On Fri, Jun 3, 2022, 5:48 PM Larry McVoy <lm@mcvoy.com> wrote:
On Fri, Jun 03, 2022 at 04:52:52PM -0600, Warner Losh wrote:
> > The problem is there was {386,Net,Free,Open,DragonFly}BSD where there
> > should have just been "BSD".  One, not a bunch.
> >
>
> Except from 1993-1996 there were only two of those BSDs. NetBSD and FreeBSD
> forked in 1993 due to the inability of the patchkit to adequately cover the
> problems
> in 386BSD governance.

Um, so there were 3: 386, Net and Free.  That's already 2 too many.

No. 386BSD died before then. 

> > Where do you think Linux would be if there was {A,B,C,D,E,F,G}Linux?
> > There is one kernel.  One and only one.  With everyone working on that
> > one kernel.
>
> Except there never really was only one kernel. There have been hundreds
> of forks of the Linux kernel over the years. Most of them have been
> commercial
> of some flavor (Redhat, Debian, OpenSUSE, MontaVista, WindRiver, Android
> etc)
> had hundreds or thousands of patches on the base Linux kernel for a long
> time
> and trying to move from one to another if you also had patches was a
> nightmare.

So I had a successful commercial product that ran on all of those variants
without issue.  I supported linux on everything from ARM to IBM's z-system
mainframes and all the arches inbetween.  I think I have one #ifdef SPARC
in there because there was a cache flush bug but that was a hardware issue,
not a software issue.

I also supported {Free,Net,Open}BSD and I had way more problems with them
than I did with Linux.

> Kernel.org has kept going, and many of the chanages from these systems were
> lost.
> Some were not as good as what came in upstream, while others were encumbered
> by commercial contracts that made them unappealing to upstream.

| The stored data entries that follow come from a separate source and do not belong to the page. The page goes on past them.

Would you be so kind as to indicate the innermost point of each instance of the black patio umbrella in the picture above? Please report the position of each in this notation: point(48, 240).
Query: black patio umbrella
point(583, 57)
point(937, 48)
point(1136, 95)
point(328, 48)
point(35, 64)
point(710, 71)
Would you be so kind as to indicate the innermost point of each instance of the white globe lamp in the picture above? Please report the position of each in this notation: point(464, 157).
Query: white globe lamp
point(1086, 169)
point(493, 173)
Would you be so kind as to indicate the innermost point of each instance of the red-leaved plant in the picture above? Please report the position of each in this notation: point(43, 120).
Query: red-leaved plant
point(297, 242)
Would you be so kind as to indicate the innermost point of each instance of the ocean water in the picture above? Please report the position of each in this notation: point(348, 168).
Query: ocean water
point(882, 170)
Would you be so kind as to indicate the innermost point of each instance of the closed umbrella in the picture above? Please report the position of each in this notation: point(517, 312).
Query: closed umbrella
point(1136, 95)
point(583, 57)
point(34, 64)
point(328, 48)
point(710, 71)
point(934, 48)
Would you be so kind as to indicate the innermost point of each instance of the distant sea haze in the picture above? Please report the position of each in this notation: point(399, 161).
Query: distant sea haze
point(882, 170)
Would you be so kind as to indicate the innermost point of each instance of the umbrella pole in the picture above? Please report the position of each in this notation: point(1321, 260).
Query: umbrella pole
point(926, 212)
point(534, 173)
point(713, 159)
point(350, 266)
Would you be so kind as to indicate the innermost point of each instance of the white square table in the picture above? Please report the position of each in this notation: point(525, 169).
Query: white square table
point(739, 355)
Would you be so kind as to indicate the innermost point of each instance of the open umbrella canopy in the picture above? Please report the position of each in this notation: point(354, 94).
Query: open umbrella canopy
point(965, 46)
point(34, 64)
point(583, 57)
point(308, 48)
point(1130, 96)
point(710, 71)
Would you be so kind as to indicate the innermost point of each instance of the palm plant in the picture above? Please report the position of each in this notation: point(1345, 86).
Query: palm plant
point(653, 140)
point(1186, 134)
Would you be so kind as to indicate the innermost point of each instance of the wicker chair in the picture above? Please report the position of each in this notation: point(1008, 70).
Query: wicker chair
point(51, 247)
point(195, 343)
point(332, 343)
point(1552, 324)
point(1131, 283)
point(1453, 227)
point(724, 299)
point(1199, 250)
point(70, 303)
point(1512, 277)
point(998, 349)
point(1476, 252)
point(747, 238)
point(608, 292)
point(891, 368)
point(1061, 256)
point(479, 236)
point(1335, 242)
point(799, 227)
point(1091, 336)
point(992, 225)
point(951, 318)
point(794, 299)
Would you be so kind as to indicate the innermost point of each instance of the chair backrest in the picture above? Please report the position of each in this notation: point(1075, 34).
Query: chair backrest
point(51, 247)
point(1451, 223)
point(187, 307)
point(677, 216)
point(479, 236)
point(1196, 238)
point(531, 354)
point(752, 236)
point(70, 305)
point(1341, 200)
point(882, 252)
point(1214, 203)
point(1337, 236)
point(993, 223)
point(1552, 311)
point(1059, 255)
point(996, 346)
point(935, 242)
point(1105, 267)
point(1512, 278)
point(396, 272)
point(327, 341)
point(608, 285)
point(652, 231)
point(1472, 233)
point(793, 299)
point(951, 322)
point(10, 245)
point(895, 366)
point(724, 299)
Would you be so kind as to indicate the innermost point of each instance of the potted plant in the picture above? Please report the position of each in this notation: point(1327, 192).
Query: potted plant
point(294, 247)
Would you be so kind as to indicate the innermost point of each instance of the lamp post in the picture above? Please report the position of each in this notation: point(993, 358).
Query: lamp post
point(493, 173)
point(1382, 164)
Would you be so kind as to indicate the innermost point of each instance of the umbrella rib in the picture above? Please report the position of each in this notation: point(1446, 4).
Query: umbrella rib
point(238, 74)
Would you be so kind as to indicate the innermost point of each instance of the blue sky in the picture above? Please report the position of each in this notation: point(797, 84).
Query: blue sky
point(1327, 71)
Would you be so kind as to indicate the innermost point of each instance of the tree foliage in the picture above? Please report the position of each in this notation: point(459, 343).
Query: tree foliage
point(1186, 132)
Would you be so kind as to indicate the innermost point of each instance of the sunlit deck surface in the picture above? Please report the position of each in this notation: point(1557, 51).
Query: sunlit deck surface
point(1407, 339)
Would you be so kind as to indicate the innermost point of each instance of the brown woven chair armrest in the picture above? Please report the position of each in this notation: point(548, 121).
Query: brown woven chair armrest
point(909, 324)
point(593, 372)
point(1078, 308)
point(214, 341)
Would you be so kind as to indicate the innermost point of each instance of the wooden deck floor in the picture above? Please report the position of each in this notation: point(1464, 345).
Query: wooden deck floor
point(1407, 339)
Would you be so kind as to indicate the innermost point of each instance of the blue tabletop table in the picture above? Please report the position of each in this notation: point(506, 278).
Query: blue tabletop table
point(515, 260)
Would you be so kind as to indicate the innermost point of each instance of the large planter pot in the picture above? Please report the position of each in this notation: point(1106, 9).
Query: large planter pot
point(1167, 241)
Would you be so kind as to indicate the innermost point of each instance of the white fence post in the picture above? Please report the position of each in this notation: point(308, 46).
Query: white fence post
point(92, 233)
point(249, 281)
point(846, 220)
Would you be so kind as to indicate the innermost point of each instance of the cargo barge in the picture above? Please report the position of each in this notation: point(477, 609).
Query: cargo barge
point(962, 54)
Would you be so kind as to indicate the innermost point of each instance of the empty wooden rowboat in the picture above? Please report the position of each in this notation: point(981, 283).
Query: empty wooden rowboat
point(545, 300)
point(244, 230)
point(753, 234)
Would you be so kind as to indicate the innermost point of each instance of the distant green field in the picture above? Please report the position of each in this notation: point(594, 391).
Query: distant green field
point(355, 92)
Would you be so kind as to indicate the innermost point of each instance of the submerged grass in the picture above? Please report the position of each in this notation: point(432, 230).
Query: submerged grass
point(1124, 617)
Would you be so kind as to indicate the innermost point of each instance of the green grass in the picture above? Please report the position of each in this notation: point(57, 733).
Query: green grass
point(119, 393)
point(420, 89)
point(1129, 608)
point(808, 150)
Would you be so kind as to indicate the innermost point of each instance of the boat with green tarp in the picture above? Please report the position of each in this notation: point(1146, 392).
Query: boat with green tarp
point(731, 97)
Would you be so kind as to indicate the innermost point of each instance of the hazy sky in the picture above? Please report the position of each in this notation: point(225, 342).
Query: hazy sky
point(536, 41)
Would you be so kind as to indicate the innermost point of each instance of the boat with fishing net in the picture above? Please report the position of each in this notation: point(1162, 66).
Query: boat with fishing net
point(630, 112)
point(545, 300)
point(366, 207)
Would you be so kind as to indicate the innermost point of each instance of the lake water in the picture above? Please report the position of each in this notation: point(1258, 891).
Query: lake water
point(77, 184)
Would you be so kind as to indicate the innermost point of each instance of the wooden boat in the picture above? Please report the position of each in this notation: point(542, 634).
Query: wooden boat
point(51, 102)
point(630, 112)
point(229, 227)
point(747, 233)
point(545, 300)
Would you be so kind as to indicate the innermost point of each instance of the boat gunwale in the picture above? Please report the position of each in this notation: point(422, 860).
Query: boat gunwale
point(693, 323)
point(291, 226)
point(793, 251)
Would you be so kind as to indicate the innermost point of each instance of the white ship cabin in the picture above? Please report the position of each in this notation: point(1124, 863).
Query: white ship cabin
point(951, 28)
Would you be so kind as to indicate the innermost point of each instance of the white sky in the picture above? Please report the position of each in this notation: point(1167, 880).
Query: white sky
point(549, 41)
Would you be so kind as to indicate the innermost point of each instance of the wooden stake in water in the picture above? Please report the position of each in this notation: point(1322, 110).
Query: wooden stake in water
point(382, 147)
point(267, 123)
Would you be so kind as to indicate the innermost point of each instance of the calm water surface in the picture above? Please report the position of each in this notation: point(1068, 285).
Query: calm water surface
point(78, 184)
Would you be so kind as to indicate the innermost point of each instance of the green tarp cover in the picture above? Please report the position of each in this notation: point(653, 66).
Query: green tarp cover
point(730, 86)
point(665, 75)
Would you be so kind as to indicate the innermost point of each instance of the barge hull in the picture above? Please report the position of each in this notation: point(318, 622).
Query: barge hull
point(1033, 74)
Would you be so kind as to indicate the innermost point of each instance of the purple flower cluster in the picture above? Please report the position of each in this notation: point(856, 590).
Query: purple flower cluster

True, many
> of
> them did wind up in kernel.org, but to say there aren't forks in Linux is
> stretching
> reality a bit...

There is one kernel development stream that matters.  RedHat knows that
if they don't get their stuff into Linus' tree, they have a nightmare
on their hands.  That's why RedHat paid so many of the kernel developers.

Sure, there are forks, but there is one tree that matters, and that is
Linus' tree.  You can't say that about BSD and that is the problem in
it's entirety.  If I want to change BSD, which one?

By your standards, only FreeBSD matters... so that's easy.. but you already said Redhat is all that matters... and that kernel differs somewhat from Linus'. Ditto if you are dealing with Android... it's not just one Linux and never has been.